Palin’s experience is an issue, but McCain knew he could exploit this to the fullest, initiating a media strategy that could literately absorb any attack from the left.

And in a sense, this has succeeded, with help from Sarah Palin herself.

Her choosing for running mate has acted as a literal smoke bomb, creating only a small explosion, but then spreading over the entire mainstream media, sparking a spreading cloud of mist. Palin, acting as bait, has done all she has needed to do, unleashing attack speeches when needed and sparking controversy with her “troopergate” scandal as well as he pregnant daughter. The media then proceeded to take the bait, igniting a fire within itself and not running a story without the world “Palin” in it.

Meanwhile, Palin actually has stayed away from the media, ignoring any invitations for interviews on sit-down shows and political debate television as well.

Why? She doesn’t need too.

Palin’s one weakness is the one trait that you would assume a running mate would use to his/her advantage – politics. McCain knows that if Palin explodes back into the media, accepting interviews and arguing head-on with the liberal press, she will be beaten to her knees, and a coupe-de-grace will be imminent during her mandatory debate with opposing running mate Joe Biden.
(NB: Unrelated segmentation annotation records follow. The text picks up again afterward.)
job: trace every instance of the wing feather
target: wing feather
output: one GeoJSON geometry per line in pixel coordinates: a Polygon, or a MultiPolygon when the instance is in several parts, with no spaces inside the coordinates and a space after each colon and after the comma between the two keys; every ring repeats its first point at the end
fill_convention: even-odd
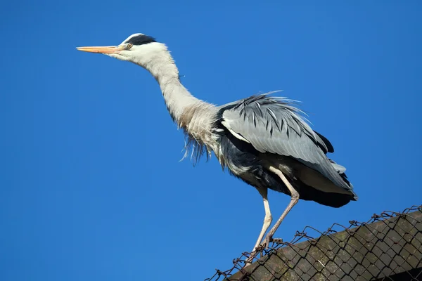
{"type": "Polygon", "coordinates": [[[252,96],[220,110],[222,124],[259,152],[291,157],[336,185],[351,190],[326,156],[333,151],[333,146],[310,128],[300,113],[293,100],[267,94],[252,96]]]}

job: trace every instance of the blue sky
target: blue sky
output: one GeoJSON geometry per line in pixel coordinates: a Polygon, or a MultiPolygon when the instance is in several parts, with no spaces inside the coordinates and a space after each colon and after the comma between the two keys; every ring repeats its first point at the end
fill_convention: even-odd
{"type": "MultiPolygon", "coordinates": [[[[359,200],[300,201],[276,237],[421,204],[422,4],[313,2],[2,4],[0,279],[200,280],[252,249],[259,193],[215,157],[179,162],[146,70],[75,48],[136,32],[197,97],[283,90],[334,145],[359,200]]],[[[276,218],[289,198],[269,196],[276,218]]]]}

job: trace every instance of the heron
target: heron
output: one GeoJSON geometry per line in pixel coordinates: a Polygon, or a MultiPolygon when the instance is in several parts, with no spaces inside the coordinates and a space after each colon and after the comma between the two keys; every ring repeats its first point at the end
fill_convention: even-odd
{"type": "Polygon", "coordinates": [[[300,199],[338,208],[357,200],[345,168],[328,158],[330,141],[311,129],[297,102],[257,93],[223,105],[194,97],[180,80],[167,46],[141,33],[120,44],[77,47],[134,63],[158,81],[167,109],[183,129],[186,148],[194,161],[213,152],[223,170],[255,187],[262,197],[265,216],[252,252],[268,247],[288,213],[300,199]],[[287,207],[268,232],[272,216],[268,190],[290,197],[287,207]]]}

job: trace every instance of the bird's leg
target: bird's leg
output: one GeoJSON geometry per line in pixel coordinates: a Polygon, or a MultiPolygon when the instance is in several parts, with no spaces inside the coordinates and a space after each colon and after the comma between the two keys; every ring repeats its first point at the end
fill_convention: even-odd
{"type": "Polygon", "coordinates": [[[262,240],[262,237],[264,235],[268,230],[269,225],[272,221],[272,216],[271,215],[271,211],[269,209],[269,204],[268,203],[268,188],[257,188],[258,192],[262,196],[262,200],[264,201],[264,208],[265,209],[265,217],[264,217],[264,224],[262,225],[262,229],[261,230],[261,233],[260,233],[260,236],[258,236],[258,239],[257,242],[255,243],[255,247],[252,251],[254,251],[257,249],[257,247],[260,246],[261,244],[261,241],[262,240]]]}
{"type": "Polygon", "coordinates": [[[296,190],[293,188],[293,187],[288,182],[283,172],[273,166],[269,167],[269,171],[272,171],[273,173],[279,176],[280,178],[281,178],[281,181],[283,181],[286,186],[287,186],[287,188],[288,188],[288,190],[290,190],[292,199],[290,200],[290,203],[287,206],[287,208],[286,208],[286,209],[280,216],[280,218],[279,218],[276,224],[274,224],[274,226],[273,226],[273,228],[271,229],[271,230],[269,230],[269,232],[265,237],[265,240],[264,240],[263,243],[263,246],[265,247],[268,247],[268,246],[269,245],[269,242],[272,240],[273,235],[277,230],[277,228],[279,228],[279,226],[280,226],[280,224],[281,223],[286,216],[287,216],[290,210],[291,210],[293,206],[295,206],[296,203],[298,203],[298,201],[299,201],[299,192],[298,192],[298,191],[296,191],[296,190]]]}
{"type": "Polygon", "coordinates": [[[253,249],[252,250],[251,256],[246,261],[246,266],[250,263],[250,262],[253,259],[253,257],[255,256],[255,254],[254,252],[261,244],[262,237],[264,237],[264,235],[268,230],[268,228],[269,227],[269,225],[271,225],[271,223],[272,221],[272,216],[271,215],[269,204],[268,203],[268,188],[257,188],[257,190],[258,190],[261,196],[262,196],[262,200],[264,201],[264,208],[265,209],[265,217],[264,218],[264,224],[262,225],[262,230],[261,230],[261,233],[260,233],[260,236],[258,236],[257,242],[255,243],[255,245],[253,247],[253,249]]]}

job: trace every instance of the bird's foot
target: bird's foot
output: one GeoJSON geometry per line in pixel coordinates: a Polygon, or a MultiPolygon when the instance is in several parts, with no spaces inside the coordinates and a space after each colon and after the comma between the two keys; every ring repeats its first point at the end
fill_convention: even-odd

And because of this, the future is more of an enemy to the conservatives than Barack Obama, and if the Democrats plan to exploit this, they must understand that for now, they have lost the battle of the present.

Sarah Palin’s stage presence is not just (frankly) full of it, but rather a powerful force that transcends her image right before your eyes.
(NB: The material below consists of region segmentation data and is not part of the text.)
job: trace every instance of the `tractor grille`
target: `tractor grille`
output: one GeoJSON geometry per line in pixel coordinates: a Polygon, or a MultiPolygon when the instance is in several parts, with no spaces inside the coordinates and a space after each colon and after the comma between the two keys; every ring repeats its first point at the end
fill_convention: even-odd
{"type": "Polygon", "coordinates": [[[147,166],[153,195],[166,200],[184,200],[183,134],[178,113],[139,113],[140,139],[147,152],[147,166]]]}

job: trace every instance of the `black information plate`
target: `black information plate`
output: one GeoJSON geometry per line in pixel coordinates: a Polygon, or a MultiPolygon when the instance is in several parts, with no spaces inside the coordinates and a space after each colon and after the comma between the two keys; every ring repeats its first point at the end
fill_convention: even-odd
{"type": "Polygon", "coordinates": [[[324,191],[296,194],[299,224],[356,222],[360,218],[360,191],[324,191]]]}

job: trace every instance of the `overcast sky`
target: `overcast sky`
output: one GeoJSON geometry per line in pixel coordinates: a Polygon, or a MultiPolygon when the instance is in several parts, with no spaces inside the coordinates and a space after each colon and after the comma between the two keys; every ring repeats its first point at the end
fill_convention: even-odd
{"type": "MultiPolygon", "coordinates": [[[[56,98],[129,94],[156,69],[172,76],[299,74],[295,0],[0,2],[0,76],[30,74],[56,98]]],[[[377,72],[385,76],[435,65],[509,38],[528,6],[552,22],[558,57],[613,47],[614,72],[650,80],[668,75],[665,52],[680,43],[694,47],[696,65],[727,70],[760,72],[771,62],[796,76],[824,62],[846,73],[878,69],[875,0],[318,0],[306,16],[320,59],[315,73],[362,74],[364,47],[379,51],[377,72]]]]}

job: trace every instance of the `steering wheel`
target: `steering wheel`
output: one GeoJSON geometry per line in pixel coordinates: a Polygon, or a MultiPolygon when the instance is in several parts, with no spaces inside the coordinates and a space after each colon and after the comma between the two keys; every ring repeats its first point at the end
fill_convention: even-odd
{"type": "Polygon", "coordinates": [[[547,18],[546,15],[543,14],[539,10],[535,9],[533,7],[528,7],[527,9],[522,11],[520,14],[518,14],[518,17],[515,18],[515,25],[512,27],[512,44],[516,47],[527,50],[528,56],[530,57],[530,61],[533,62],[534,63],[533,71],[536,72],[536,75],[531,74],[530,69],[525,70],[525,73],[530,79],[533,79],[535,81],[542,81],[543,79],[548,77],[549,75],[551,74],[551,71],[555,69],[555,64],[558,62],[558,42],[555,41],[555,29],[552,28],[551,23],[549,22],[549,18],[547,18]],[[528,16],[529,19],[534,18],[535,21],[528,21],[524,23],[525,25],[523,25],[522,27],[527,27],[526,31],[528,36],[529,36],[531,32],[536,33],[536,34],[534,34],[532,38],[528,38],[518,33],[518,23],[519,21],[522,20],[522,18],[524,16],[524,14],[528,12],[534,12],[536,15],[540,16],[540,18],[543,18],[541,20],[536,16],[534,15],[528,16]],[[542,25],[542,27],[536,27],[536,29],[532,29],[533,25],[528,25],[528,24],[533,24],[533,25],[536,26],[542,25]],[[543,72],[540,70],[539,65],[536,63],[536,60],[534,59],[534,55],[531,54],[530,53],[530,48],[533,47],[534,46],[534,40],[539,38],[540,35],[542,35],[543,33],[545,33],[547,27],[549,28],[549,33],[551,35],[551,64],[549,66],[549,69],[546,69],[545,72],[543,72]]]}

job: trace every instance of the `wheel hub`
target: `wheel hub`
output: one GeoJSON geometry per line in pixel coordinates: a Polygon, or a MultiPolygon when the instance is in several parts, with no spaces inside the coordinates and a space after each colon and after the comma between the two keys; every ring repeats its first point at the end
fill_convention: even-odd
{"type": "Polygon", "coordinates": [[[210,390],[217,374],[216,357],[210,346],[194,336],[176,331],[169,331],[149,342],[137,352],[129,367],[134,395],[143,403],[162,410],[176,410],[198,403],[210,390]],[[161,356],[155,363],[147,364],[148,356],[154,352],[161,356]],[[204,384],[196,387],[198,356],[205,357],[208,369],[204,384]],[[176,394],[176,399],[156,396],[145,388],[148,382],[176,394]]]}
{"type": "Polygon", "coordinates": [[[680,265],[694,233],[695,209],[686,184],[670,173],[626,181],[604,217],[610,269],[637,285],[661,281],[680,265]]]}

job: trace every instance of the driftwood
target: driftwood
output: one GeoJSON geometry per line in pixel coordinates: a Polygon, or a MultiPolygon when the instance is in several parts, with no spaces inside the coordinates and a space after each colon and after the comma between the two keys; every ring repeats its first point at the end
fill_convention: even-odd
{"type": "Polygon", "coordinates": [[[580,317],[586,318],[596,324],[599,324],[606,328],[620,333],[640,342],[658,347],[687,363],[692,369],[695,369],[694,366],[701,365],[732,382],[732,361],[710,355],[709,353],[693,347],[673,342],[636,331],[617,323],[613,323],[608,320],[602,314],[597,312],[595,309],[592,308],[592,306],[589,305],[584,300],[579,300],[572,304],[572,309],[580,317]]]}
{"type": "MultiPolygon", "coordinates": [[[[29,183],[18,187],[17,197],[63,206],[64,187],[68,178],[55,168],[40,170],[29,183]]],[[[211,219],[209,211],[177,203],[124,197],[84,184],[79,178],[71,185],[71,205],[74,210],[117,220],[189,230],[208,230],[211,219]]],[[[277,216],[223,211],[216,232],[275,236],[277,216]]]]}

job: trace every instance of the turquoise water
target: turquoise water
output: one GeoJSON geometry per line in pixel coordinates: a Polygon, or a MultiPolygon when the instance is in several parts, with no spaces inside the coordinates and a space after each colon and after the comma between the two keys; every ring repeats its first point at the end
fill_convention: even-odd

And as the second chapter in the saga of the Republican convention comes to a close, all anyone can talk about was what everyone originally thought was a mire introduction to the grand closing — John McCain’s speech. 

But it was instead the main figure of the entire convention, and the talking point on both the web and television, creating many side stories as well. Why? Palin’s speech was powerful. So powerful, in fact, that not only did it spark very heated initial reactions, but later provided so much aftershock that it seemed apparent to me to write about it.
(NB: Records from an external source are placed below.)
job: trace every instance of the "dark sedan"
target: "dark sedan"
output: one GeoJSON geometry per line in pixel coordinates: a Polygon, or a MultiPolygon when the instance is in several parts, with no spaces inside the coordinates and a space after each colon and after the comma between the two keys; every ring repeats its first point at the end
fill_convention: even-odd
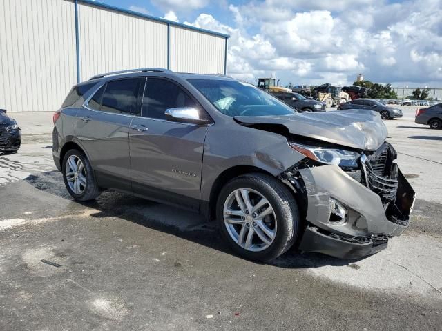
{"type": "Polygon", "coordinates": [[[17,152],[21,143],[20,128],[6,110],[0,109],[0,152],[17,152]]]}
{"type": "Polygon", "coordinates": [[[430,126],[432,129],[442,129],[442,103],[416,112],[414,121],[418,124],[430,126]]]}
{"type": "Polygon", "coordinates": [[[324,103],[316,100],[307,99],[299,93],[272,93],[272,95],[301,112],[325,111],[324,103]]]}
{"type": "Polygon", "coordinates": [[[366,109],[381,114],[382,119],[392,119],[395,117],[402,117],[402,110],[398,108],[387,107],[372,99],[356,99],[349,102],[341,103],[338,110],[341,109],[366,109]]]}

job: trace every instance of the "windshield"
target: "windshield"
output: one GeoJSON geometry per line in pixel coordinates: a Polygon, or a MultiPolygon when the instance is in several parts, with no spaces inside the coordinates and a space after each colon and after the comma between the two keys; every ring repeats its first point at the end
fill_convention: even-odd
{"type": "Polygon", "coordinates": [[[189,79],[189,82],[227,116],[289,115],[297,112],[247,83],[223,79],[189,79]]]}
{"type": "Polygon", "coordinates": [[[302,94],[300,94],[299,93],[294,93],[294,94],[298,98],[298,100],[307,100],[307,98],[304,97],[302,94]]]}

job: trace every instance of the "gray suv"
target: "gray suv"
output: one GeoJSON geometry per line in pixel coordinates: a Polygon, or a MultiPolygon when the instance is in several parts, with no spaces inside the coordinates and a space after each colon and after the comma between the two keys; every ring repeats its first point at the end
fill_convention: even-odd
{"type": "Polygon", "coordinates": [[[76,200],[107,188],[217,220],[241,256],[356,259],[407,228],[414,192],[372,112],[299,114],[224,76],[147,68],[74,86],[53,157],[76,200]]]}

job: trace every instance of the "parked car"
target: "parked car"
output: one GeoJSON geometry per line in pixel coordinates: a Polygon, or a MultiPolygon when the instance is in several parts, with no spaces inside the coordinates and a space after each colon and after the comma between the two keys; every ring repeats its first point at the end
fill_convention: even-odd
{"type": "Polygon", "coordinates": [[[432,129],[442,129],[442,103],[418,109],[414,121],[418,124],[430,126],[432,129]]]}
{"type": "Polygon", "coordinates": [[[21,143],[20,128],[6,112],[5,109],[0,109],[0,152],[15,153],[21,143]]]}
{"type": "Polygon", "coordinates": [[[372,112],[299,114],[225,76],[148,68],[75,86],[54,123],[75,200],[108,188],[199,212],[247,259],[295,243],[360,258],[409,223],[414,192],[372,112]]]}
{"type": "Polygon", "coordinates": [[[402,110],[393,107],[388,107],[379,101],[372,99],[356,99],[351,101],[341,103],[338,106],[338,110],[343,109],[363,109],[377,112],[381,114],[382,119],[392,119],[395,117],[402,117],[402,110]]]}
{"type": "Polygon", "coordinates": [[[325,103],[307,99],[299,93],[271,93],[271,94],[300,112],[325,111],[325,103]]]}
{"type": "Polygon", "coordinates": [[[309,86],[308,85],[295,85],[293,88],[291,88],[291,92],[300,93],[303,95],[310,95],[310,86],[309,86]]]}
{"type": "Polygon", "coordinates": [[[419,100],[419,106],[430,106],[430,102],[426,100],[419,100]]]}

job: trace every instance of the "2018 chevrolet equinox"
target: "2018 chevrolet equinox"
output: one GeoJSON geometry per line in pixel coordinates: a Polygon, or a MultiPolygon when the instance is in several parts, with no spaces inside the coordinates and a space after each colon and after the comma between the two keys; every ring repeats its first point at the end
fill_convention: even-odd
{"type": "Polygon", "coordinates": [[[73,88],[54,123],[54,161],[75,199],[106,188],[195,210],[253,260],[294,244],[374,254],[407,228],[414,201],[378,114],[297,113],[225,76],[95,76],[73,88]]]}

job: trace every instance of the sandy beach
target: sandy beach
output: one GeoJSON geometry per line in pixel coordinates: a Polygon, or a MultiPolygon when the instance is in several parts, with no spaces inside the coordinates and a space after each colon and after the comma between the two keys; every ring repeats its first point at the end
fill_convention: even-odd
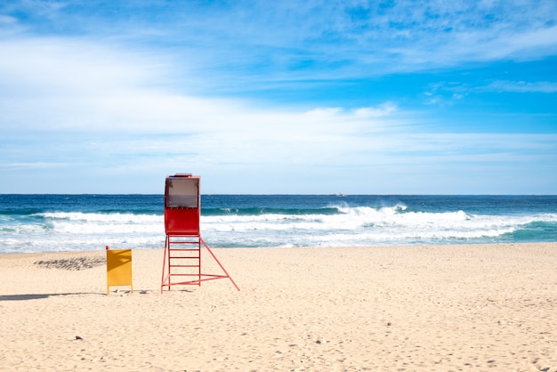
{"type": "Polygon", "coordinates": [[[161,295],[162,249],[109,295],[104,250],[0,255],[0,370],[557,371],[557,243],[214,252],[240,291],[161,295]]]}

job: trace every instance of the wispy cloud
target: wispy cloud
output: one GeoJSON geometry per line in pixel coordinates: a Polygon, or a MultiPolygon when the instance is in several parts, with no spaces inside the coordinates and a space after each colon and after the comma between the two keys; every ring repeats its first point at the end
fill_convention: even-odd
{"type": "Polygon", "coordinates": [[[553,93],[557,92],[557,83],[548,81],[526,82],[497,80],[480,87],[479,89],[496,92],[553,93]]]}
Putting my strong political opinions aside, I must give Palin credit — that no matter how completely false and utter lies she used, it was hard (even for me) to shake of her speaking passion, mostly credited to how zoned in she was. And because of this, I know for a fact that many gullible Americans have fallen “victim” to her transcending speech, ignoring her factual mistakes and instead focusing intently on her valiant, confident speaking power.

And right now, no matter how many people (including me) stress the comparison between the top of each party’s ticket, because of her star power, Palin has gained the public centerpiece of not only the Republican party, but the image of politics in general. And, strangely, this is not because of the higher possibility of her being commander and chief in the near future, because — as my sister would say — John McCain is like a “dinosaur”, but rather because of her instant celebrity status and overall image that is so different. 

By different, I don’t mean because of her gender, but rather her breed. She is a new breed of politician, far away from your raging and shouting, sweaty middle aged point maker, but rather someone who we have not seen yet — a setting of mind that many teachers know to loathe. She uses her stature and newly-found political ego to her advantage, acting like she knows for a fact that each and every single thing she says is true, in the most convincing way I have ever seen this done among politicians. 

Simply put, she’s a giant black whole for your brain, in the form of a person who would most likely be the farthest away from that status — a small town governor of the second-least populated state in the US. 

So — as a word of caution, not a political recommendation –please vote on what you believe, not what you have been convinced to know.